Sofinnova Investments
- Type: Private
- Industry: Venture capital
- Founded: 1976 (U.S.)
- Founders: Jean Deléage (U.S. operations) Alain Azan
- Headquarters: Menlo Park, California, United States
- Key people: Jim Healy, Managing Partner Maha Katabi, General Partner Eric Delbridge, General Partner
- AUM: US$4.4 billion (2025)
- Website: www.sofinnova.com

= Sofinnova Investments =

American healthcare venture capital firm

Sofinnova Investments is an American investment firm headquartered in Menlo Park, California, with offices in Boston and New York City. It invests in private and public equity across the life sciences industry. As of 2025 it reported approximately US$4.4 billion in assets under management and committed capital.

== History ==
Sofinnova Investments traces its origins to France, where Sofinnova S.A. was founded in Paris in 1972. In 1976 the firm established a United States presence in San Francisco, California, led by Jean Deléage. Deléage was an early investor in Genentech, reportedly writing a US$50,000 cheque to the company in 1977.

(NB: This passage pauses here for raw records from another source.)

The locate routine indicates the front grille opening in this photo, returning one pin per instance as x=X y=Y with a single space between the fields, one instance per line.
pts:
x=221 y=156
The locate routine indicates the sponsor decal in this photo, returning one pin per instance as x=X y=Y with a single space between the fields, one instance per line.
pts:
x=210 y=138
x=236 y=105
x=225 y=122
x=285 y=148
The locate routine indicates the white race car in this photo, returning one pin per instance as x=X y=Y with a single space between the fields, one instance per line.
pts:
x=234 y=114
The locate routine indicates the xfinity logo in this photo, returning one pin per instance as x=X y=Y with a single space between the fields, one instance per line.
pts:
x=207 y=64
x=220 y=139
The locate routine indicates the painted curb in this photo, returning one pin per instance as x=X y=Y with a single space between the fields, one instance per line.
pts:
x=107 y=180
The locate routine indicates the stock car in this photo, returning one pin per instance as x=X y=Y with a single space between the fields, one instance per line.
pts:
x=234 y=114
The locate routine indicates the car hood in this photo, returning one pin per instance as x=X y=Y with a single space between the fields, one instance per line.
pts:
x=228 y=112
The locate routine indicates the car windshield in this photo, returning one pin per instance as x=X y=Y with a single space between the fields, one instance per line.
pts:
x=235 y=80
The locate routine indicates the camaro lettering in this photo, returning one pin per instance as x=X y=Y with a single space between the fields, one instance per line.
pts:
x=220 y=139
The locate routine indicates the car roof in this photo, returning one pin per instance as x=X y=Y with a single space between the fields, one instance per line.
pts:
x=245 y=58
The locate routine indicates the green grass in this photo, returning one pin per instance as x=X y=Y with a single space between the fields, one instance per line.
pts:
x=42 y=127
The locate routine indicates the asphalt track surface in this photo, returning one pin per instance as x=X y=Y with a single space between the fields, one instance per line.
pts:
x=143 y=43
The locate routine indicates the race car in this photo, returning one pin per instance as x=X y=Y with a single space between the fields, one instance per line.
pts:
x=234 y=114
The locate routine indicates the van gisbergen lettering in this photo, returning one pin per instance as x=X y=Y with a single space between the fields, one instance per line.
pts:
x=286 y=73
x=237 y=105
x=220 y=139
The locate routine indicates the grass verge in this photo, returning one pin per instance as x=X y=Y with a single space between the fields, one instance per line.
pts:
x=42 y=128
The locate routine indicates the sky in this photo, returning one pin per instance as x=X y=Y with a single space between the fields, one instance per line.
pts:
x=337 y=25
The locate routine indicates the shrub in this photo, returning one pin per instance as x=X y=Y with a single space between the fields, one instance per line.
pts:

In 1997, the global Sofinnova organization was restructured into two independent management companies: the United States firm, then known as Sofinnova Ventures, and the Paris-based Sofinnova Partners. The two firms have been independent since the split.

From the mid-2000s the firm concentrated on biopharmaceutical investing: its seventh fund (2006) was primarily focused on therapeutics, and by its eighth fund (2011) it invested exclusively in the sector.

In 2017, the firm launched an all-cap, value-oriented, long/short public-equity strategy in global therapeutics. The vehicle, Sofinnova BioEquities, expanded the firm's ability to invest across the public markets while remaining focused on the healthcare and biopharmaceutical sectors and is led by general partner Eric Delbridge.

In 2019, the firm changed its name from Sofinnova Ventures to Sofinnova Investments; the change is recorded in its filings with the U.S. Securities and Exchange Commission between November 2018 and February 2019. The new name aligned the organization's brand with its broader platform spanning private and public healthcare investing.

The firm's eleventh venture fund closed at US$500 million in 2023. A twelfth fund, targeting US$550 million, began raising in 2024.